At a more corporate level, I chair the Marine Scotland Science (MSS) Health and Safety Committee, and take an active interest in training and staff development.
Why is what you do important?
What we do helps Scotland to make the most of its energy resources while maintaining high environmental quality. Renewables are part of the global answer to controlling climate change through decarbonisation of the economy. We are part of this huge global endeavour, and we can see the direct consequences of what we do in the construction of wind and tidal energy farms (wave will come later!). North Sea oil production is gradually decreasing, and our advice has contributed to keeping the North Sea free from gross pollution despite being the location of what continues to be the largest industrial sector in Scotland.

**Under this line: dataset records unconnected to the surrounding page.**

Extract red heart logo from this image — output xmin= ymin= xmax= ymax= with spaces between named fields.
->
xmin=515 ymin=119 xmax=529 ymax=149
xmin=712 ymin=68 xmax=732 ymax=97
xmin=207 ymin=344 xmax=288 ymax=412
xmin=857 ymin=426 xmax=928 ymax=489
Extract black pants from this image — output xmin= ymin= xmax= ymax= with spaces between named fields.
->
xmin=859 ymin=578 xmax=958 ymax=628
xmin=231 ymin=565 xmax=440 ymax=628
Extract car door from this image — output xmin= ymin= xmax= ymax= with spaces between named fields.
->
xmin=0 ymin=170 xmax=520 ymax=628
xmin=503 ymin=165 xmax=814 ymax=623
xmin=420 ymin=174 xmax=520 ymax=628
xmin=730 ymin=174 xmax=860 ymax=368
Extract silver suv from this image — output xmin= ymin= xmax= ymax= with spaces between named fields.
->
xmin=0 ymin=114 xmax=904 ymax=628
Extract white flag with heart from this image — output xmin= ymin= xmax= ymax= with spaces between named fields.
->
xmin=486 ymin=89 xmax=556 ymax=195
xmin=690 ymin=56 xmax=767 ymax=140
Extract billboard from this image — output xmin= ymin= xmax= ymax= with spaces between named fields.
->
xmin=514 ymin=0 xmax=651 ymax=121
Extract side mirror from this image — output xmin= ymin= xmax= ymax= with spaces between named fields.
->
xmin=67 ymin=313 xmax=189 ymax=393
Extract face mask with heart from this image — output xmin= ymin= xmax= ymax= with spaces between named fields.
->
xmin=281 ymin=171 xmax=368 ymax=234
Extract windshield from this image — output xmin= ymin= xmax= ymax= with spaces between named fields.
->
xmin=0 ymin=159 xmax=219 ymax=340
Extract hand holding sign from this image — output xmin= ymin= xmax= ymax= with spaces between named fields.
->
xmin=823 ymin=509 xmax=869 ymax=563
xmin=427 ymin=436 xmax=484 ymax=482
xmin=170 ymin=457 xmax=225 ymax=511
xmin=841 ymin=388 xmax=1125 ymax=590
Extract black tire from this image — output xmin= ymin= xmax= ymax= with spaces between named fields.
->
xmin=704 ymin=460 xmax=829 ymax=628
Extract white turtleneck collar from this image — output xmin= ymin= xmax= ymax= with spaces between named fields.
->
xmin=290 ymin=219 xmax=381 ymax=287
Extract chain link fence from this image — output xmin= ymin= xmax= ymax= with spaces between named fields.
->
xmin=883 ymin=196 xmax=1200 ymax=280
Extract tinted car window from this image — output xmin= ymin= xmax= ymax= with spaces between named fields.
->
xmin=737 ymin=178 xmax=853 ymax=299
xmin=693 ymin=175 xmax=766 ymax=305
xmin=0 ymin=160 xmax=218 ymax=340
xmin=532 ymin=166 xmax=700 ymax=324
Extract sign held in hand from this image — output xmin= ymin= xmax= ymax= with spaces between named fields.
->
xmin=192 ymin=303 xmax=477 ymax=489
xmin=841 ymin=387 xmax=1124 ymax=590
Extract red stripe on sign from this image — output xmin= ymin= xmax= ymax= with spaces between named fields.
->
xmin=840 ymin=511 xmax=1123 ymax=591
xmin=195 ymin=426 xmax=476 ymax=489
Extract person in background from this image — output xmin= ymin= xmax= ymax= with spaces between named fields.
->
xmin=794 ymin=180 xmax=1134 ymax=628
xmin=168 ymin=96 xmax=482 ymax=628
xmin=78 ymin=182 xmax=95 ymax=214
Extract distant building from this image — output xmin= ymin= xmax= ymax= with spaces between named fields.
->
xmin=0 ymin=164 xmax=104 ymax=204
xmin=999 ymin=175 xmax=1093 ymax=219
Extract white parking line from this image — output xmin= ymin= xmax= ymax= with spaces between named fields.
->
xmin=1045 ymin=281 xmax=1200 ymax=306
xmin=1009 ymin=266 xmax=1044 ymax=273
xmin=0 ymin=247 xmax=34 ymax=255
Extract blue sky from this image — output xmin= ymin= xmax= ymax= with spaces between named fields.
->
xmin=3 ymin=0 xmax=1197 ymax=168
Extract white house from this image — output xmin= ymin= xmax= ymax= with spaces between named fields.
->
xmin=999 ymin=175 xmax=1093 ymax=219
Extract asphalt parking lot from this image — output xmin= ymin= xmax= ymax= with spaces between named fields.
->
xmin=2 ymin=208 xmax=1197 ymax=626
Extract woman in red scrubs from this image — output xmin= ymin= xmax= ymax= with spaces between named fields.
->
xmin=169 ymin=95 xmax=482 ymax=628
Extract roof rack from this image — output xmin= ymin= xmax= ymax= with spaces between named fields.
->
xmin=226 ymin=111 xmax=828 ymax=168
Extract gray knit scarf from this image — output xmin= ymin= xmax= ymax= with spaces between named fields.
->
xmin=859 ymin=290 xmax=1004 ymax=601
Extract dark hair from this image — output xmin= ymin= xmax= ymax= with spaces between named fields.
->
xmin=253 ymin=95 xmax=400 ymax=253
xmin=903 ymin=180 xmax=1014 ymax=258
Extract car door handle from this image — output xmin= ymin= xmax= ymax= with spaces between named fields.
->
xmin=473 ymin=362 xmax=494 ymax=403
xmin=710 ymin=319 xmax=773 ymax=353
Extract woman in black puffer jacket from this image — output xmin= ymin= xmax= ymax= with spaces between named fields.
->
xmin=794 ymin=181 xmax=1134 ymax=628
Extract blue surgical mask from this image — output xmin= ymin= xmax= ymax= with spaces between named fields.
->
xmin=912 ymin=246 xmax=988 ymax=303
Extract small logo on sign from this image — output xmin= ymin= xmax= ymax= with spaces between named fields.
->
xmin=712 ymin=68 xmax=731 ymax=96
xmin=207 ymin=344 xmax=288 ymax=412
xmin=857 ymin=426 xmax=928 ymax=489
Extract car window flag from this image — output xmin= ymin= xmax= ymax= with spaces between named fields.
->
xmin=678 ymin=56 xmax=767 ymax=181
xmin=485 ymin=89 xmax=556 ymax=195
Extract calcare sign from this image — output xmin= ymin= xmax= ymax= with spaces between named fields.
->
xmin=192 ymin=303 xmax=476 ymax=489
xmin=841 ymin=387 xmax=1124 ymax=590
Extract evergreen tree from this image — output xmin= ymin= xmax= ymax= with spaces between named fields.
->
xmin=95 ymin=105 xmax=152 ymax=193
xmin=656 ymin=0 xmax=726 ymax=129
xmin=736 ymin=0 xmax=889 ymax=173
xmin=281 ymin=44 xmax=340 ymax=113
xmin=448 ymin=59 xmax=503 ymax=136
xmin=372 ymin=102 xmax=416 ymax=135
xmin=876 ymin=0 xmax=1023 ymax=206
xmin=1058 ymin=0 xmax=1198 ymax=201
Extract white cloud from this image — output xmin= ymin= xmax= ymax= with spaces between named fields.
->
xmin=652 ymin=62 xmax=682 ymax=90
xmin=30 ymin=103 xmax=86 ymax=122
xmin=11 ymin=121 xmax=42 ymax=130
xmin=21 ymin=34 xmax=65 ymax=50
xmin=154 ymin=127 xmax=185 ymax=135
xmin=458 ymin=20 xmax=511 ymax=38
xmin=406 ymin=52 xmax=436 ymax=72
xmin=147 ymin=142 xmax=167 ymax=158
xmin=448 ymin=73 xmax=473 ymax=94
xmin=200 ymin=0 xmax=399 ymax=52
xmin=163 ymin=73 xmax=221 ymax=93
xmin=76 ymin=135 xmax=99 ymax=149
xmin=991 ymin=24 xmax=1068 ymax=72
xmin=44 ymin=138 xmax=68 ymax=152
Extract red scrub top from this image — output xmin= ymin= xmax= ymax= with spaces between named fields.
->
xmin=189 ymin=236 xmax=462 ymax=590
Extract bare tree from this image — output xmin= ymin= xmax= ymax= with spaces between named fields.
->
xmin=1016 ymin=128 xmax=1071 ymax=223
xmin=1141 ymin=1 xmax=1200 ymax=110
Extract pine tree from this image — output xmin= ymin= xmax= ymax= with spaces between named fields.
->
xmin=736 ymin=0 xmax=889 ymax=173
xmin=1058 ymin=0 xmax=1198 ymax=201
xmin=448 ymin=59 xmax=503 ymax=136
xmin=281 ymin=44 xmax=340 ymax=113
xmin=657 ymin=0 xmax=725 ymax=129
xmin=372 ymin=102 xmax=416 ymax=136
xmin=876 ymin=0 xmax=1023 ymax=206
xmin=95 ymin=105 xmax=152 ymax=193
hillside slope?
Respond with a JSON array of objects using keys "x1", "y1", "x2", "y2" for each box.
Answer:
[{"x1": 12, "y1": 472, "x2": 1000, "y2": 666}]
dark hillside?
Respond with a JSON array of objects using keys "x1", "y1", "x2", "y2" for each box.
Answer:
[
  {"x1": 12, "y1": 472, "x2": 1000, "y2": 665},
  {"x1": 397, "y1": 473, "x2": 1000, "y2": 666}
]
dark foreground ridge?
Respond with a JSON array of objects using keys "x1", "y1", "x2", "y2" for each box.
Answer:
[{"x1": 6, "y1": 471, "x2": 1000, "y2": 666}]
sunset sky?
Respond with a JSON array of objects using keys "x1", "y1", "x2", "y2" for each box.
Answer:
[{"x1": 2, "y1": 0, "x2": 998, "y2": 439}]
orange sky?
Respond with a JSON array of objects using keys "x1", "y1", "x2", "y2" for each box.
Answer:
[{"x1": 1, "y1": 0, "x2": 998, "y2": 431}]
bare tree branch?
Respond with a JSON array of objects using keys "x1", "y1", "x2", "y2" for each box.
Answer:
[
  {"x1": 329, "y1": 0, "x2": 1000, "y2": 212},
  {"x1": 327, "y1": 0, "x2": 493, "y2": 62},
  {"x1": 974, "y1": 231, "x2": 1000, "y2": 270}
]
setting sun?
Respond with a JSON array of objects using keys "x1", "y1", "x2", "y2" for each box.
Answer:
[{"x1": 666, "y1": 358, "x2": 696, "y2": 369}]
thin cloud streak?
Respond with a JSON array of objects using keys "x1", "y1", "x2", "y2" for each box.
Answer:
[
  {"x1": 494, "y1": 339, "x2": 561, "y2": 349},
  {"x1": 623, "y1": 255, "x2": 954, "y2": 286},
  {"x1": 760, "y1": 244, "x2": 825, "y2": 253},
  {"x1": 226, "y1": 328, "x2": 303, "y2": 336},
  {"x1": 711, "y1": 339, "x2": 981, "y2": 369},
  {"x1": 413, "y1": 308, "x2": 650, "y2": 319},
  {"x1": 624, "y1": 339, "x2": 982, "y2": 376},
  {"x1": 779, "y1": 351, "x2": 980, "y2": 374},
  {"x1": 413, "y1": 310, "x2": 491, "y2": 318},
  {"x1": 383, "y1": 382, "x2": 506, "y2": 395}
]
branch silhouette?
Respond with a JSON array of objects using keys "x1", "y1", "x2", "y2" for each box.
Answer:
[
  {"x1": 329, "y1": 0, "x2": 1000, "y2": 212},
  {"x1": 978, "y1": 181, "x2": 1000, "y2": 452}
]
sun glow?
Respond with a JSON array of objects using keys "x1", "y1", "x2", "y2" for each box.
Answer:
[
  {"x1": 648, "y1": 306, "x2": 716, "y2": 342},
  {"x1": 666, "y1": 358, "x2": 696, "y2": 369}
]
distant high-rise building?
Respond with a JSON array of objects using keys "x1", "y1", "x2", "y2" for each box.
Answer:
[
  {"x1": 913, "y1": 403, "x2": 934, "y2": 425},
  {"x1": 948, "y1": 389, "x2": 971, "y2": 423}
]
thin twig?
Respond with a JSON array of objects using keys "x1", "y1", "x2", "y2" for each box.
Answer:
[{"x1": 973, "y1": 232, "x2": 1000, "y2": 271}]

What’s your career path been – how did you get here?
I came to the Marine Laboratory in Aberdeen direct from a geochemistry PhD in Edinburgh in 1974 as a Scientific Officer. I joined the Chemistry Section which was in the process of expanding from its base in nutrient analysis into metallic contaminants, such as mercury and cadmium in fish and shellfish. We had four research vessels in those days, and also large experimental programmes at Loch Ewe and elsewhere, so I spent quite a lot of time away from the lab. In the mid-80s, I had a three year assignment as Assistant to the Coordinator of UK Fisheries Research and Development on temporary promotion to Principal Scientific Officer (PSO), which greatly broadened my views of the work done in UK fisheries laboratories. I came out of that responsible for environmental aspects of aquaculture, including testing of sea lice treatments. Environmental effects of contaminants dominated the next years, with roles as member and chair of ICES Expert Groups and OSPAR Committees. Everything was ticking over just fine until about 2008 when I was asked to translate a Strategic Environmental Assessment for marine renewables into a research and management programme. For a while, I was a Programme of one person, responsible for both renewables and marine planning! Renewables was interesting, so I stayed and have built up a larger team over the last few years to address Scottish Government objectives for renewables.
If you weren’t doing this, what do you think you’d be doing instead?
I would be retired! However, I would miss working with MSc, PhD students and younger members of staff, assisting them to mature and achieve. I would be able to spend more time on the small charity that my wife Ruth and I run, primarily working in Romania.
What’s your favourite fishy fact?
Not very fishy, but definitely marine and very important for Scotland and renewables. Offshore wind energy is now significantly cheaper than nuclear energy.
And one fun fact about you?
I still try to play table tennis and badminton. I am waiting for someone to offer a quiet word of advice that really I am past it!